I wandered about Yangon today, semi-stalking these young nuns. They moved pretty quickly through the market streets in the city centre, chanting for alms, dodging traffic.
They stopped in unison for a drink of water from one of the many water kegs on the public streets, and as they paused, so did I. My guide told me that Myanmar people don’t drink bottled water, it is too expensive, but many at homes put a water pot outside, with a cup. “You can go to anyone and say give me a cup of water,” she said. “We give to each other.”
It does seem to be a country where money slides across hands in ways I haven’t experienced before. There are very few actual beggars, but there is a continual beat of requests from monks, nuns, donation centres. Most people contribute something.
This little girls moved me to tears for the first time on this trip. Trying to imagine her life, her thoughts. Trying to imagine what all of the people so fervent in the temples and in front of the pagodas are praying for.

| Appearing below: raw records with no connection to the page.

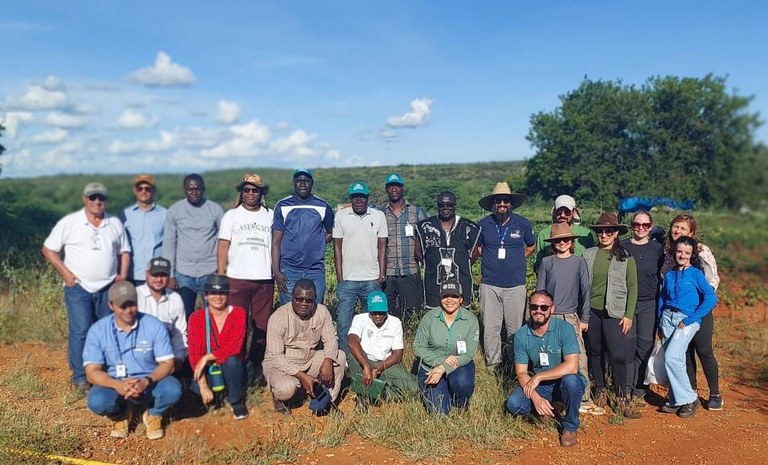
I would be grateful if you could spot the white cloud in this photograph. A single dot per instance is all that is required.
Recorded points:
(66, 120)
(228, 112)
(135, 120)
(13, 119)
(165, 73)
(55, 136)
(418, 116)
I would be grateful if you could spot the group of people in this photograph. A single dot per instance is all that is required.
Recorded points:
(137, 335)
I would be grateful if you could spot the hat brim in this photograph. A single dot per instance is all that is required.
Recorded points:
(487, 202)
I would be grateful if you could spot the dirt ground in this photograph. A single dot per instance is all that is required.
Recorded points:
(735, 435)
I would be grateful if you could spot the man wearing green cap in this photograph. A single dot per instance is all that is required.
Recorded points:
(360, 246)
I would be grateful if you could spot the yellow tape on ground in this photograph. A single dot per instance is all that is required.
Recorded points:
(29, 453)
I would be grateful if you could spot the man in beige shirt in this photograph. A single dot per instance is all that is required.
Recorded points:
(293, 364)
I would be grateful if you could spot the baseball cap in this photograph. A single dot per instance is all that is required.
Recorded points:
(450, 287)
(377, 302)
(122, 293)
(95, 188)
(357, 188)
(394, 178)
(159, 265)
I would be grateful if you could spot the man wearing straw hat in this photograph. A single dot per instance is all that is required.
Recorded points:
(506, 239)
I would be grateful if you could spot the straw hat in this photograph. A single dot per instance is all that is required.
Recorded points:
(502, 188)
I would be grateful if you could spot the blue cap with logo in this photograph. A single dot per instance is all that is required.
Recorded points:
(377, 302)
(394, 178)
(358, 188)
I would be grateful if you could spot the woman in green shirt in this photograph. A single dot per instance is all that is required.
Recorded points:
(445, 343)
(613, 296)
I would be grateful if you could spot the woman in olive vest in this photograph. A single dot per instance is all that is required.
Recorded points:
(613, 295)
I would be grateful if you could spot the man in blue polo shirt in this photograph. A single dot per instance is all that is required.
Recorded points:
(505, 242)
(303, 224)
(128, 359)
(547, 347)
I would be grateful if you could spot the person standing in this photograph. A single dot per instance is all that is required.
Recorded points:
(303, 224)
(403, 286)
(144, 222)
(245, 257)
(191, 231)
(448, 244)
(506, 240)
(359, 246)
(96, 254)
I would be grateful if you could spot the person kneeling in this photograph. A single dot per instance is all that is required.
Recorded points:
(549, 347)
(128, 359)
(216, 348)
(376, 354)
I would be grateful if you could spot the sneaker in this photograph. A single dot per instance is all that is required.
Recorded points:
(688, 410)
(239, 411)
(715, 402)
(154, 426)
(568, 438)
(120, 427)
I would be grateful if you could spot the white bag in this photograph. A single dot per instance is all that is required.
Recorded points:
(656, 373)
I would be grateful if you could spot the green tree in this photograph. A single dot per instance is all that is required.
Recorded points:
(676, 137)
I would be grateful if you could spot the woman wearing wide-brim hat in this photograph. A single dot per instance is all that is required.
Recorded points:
(613, 296)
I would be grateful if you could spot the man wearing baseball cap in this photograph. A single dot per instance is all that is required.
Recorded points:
(144, 223)
(94, 243)
(564, 211)
(360, 247)
(302, 226)
(376, 354)
(403, 286)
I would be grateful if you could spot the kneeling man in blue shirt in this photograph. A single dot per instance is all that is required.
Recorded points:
(548, 349)
(128, 359)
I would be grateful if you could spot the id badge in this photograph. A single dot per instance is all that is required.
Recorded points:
(461, 347)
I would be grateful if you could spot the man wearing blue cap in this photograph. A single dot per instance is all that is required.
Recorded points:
(360, 247)
(302, 226)
(403, 286)
(376, 353)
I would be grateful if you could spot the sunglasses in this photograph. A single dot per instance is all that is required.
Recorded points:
(543, 308)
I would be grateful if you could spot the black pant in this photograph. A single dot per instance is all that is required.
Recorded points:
(701, 345)
(645, 328)
(605, 334)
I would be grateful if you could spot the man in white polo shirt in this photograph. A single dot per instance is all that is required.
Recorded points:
(94, 243)
(245, 257)
(360, 248)
(166, 305)
(376, 353)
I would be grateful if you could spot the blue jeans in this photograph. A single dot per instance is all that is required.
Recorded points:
(453, 390)
(569, 389)
(233, 370)
(158, 399)
(83, 309)
(675, 343)
(294, 274)
(189, 288)
(347, 295)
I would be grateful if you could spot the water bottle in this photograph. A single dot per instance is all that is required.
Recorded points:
(216, 377)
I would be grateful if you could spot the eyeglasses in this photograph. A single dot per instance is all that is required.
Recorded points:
(543, 308)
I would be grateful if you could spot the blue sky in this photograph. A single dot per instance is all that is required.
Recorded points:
(169, 86)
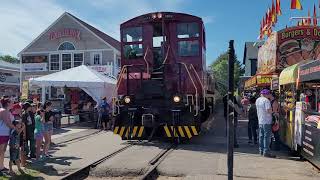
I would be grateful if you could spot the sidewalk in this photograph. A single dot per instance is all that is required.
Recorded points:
(206, 158)
(66, 153)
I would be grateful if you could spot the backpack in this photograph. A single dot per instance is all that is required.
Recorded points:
(252, 114)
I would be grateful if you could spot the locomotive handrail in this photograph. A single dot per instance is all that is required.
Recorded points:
(190, 95)
(202, 86)
(145, 60)
(194, 85)
(115, 106)
(165, 59)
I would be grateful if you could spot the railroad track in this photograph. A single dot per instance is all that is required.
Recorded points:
(149, 170)
(78, 138)
(151, 173)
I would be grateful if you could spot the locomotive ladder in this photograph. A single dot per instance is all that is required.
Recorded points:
(195, 87)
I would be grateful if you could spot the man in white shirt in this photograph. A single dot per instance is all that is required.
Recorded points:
(264, 111)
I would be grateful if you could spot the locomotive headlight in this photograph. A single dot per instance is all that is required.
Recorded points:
(176, 99)
(127, 100)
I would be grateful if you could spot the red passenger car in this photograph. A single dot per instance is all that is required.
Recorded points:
(163, 88)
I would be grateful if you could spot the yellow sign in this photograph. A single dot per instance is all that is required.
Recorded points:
(264, 80)
(25, 90)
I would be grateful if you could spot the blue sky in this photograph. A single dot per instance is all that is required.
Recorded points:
(22, 20)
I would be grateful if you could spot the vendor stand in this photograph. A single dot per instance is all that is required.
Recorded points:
(309, 78)
(288, 96)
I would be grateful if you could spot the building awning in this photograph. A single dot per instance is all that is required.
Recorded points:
(289, 75)
(260, 80)
(310, 71)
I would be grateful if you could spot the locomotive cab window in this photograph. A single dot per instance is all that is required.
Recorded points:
(133, 51)
(187, 30)
(133, 34)
(188, 48)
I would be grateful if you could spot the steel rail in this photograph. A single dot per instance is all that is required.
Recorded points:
(74, 174)
(155, 162)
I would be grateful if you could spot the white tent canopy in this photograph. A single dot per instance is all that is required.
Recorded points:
(92, 82)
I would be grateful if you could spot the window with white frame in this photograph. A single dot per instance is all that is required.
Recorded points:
(96, 58)
(77, 59)
(66, 61)
(54, 62)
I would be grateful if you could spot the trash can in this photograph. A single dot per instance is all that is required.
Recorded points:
(57, 118)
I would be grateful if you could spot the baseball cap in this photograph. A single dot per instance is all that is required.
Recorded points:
(265, 92)
(16, 106)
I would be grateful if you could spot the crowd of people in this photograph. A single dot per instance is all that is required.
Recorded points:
(27, 129)
(262, 112)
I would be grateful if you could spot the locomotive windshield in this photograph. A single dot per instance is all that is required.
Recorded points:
(133, 36)
(188, 36)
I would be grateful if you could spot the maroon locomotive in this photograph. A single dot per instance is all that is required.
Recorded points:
(163, 87)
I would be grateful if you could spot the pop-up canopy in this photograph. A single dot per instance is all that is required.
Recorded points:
(92, 82)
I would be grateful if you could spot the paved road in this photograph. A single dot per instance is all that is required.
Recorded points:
(205, 158)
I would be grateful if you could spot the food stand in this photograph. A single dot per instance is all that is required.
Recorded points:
(309, 78)
(288, 93)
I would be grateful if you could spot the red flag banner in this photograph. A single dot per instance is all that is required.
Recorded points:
(296, 4)
(315, 20)
(278, 7)
(309, 18)
(273, 13)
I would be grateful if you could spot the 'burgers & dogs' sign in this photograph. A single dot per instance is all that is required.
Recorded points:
(297, 44)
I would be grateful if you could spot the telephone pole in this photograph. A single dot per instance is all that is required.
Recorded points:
(230, 110)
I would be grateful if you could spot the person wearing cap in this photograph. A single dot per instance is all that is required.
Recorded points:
(264, 111)
(28, 120)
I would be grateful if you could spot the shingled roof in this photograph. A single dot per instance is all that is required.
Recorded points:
(113, 42)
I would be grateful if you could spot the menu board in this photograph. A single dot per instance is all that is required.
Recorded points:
(267, 55)
(296, 44)
(25, 90)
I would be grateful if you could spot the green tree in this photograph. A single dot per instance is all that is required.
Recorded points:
(9, 59)
(220, 70)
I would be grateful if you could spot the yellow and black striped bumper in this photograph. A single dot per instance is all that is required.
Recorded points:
(123, 131)
(181, 131)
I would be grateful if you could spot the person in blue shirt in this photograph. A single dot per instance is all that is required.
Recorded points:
(104, 113)
(14, 144)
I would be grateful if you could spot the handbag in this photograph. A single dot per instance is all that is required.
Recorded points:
(275, 125)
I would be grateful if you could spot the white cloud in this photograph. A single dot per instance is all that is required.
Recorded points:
(119, 11)
(22, 21)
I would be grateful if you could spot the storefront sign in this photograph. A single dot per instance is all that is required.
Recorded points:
(299, 115)
(310, 71)
(34, 59)
(66, 32)
(267, 55)
(298, 44)
(25, 90)
(28, 77)
(275, 84)
(34, 67)
(250, 82)
(264, 80)
(3, 77)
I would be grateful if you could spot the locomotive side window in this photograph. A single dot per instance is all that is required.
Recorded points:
(187, 30)
(133, 51)
(188, 48)
(133, 34)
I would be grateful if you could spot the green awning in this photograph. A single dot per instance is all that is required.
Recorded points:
(289, 75)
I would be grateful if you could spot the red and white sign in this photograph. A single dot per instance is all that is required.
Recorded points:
(67, 32)
(28, 77)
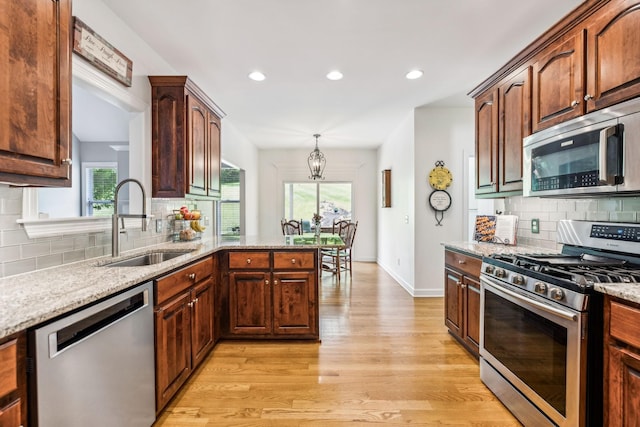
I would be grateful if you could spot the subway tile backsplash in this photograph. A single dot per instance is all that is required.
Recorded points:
(550, 211)
(19, 254)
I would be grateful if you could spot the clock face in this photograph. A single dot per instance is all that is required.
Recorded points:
(440, 200)
(440, 178)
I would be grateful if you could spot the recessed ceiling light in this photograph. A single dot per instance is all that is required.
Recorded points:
(257, 76)
(414, 74)
(334, 75)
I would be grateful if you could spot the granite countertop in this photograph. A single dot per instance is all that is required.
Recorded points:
(32, 298)
(626, 291)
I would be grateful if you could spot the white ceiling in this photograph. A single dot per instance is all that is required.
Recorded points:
(458, 43)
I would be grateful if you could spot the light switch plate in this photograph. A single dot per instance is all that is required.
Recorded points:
(535, 226)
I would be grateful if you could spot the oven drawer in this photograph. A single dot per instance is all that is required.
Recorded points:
(625, 323)
(465, 263)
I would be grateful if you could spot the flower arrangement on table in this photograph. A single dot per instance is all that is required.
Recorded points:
(317, 218)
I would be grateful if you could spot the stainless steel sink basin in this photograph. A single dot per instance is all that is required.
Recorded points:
(146, 259)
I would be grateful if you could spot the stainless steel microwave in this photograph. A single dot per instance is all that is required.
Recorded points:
(598, 153)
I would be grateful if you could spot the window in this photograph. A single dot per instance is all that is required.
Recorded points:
(330, 200)
(230, 212)
(99, 187)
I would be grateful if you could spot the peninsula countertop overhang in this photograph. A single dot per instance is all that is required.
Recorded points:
(32, 298)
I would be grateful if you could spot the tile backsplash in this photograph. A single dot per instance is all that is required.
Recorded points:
(550, 211)
(20, 254)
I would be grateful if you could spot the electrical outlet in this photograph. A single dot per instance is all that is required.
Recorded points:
(535, 226)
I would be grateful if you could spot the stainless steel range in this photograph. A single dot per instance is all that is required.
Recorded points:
(541, 322)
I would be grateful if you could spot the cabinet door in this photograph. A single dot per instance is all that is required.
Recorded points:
(486, 143)
(197, 139)
(613, 49)
(213, 184)
(173, 347)
(558, 82)
(202, 308)
(623, 387)
(250, 306)
(294, 302)
(453, 301)
(514, 125)
(471, 321)
(35, 107)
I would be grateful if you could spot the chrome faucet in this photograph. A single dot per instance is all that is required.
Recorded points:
(115, 230)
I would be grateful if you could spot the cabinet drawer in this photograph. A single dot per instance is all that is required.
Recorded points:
(625, 323)
(293, 260)
(248, 260)
(181, 280)
(8, 367)
(465, 263)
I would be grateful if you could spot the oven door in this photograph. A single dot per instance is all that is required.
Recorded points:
(532, 352)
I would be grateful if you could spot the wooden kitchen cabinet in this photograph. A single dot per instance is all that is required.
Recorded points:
(35, 109)
(462, 298)
(613, 54)
(185, 139)
(13, 392)
(503, 119)
(273, 294)
(558, 82)
(184, 325)
(622, 363)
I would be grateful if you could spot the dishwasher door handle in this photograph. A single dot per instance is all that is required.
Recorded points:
(95, 320)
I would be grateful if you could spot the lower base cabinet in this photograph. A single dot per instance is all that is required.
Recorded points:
(184, 315)
(622, 363)
(13, 401)
(272, 294)
(462, 298)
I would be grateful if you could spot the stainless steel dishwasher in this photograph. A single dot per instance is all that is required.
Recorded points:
(96, 367)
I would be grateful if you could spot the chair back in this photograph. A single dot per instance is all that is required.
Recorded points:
(348, 233)
(291, 227)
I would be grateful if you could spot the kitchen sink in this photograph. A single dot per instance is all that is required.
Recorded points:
(146, 259)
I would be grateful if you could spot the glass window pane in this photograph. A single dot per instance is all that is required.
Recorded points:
(335, 202)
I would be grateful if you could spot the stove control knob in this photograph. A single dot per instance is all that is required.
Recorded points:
(517, 280)
(556, 294)
(540, 288)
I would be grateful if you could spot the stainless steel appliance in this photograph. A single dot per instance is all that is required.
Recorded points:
(595, 153)
(96, 367)
(541, 322)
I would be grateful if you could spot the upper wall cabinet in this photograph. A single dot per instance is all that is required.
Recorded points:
(35, 109)
(185, 140)
(613, 54)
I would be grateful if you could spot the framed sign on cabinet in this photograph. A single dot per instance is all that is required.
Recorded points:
(386, 188)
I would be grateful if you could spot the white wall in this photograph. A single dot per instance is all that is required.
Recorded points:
(412, 252)
(395, 234)
(357, 166)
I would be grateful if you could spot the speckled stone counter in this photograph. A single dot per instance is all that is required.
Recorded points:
(32, 298)
(625, 291)
(486, 249)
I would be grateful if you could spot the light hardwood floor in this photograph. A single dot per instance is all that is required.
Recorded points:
(385, 358)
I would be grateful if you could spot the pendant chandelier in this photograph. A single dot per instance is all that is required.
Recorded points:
(316, 161)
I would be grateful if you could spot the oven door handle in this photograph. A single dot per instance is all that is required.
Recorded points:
(549, 309)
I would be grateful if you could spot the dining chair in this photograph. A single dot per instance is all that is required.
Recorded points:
(340, 259)
(291, 227)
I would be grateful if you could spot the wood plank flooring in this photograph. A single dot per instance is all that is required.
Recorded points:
(385, 358)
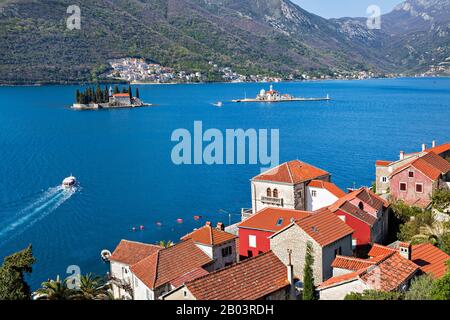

One thing I notice about Yangon is that it doesn’t seem to have the pent up aggression that so many cities have. My sister once said that she preferred Asian chaos to South American chaos, and I think I am beginning to understand what she meant, if I can extrapolate to two entire continents based on three days in one unique city. There is traffic here, and a lot of honking, but the honking seems salutary, signals of intention not to hit the other person, rather than an aggressive demand that the other person give way, borne of the weirdness of right hand steering cars on right hand drive roads, where passing is always into a blind spot.
Before she left me, my guide said “just ask anyone. People want to help you.” Helping is indeed government policy….
… but it also seems to be part of the DNA of the culture. At least as far as I have discerned so far. Teenage boys smiled when I asked them for directions (even though they steered me wrong). One of my taxi drivers today tried to teach me some Burmese (first, commands — straight ahead, right, left, then some basic pleasantries). Foreigners are supposed to follow their part of the bargain — there is a poster of “do’s and don’ts” for tourists in my hotel that includes don’t point with your foot, don’t touch anyone on the head, women are very safe in myanmar, don’t kiss in public, do smile, and please learn the basic words in the Myanmar language. I’m practicing how to ask for the toilet.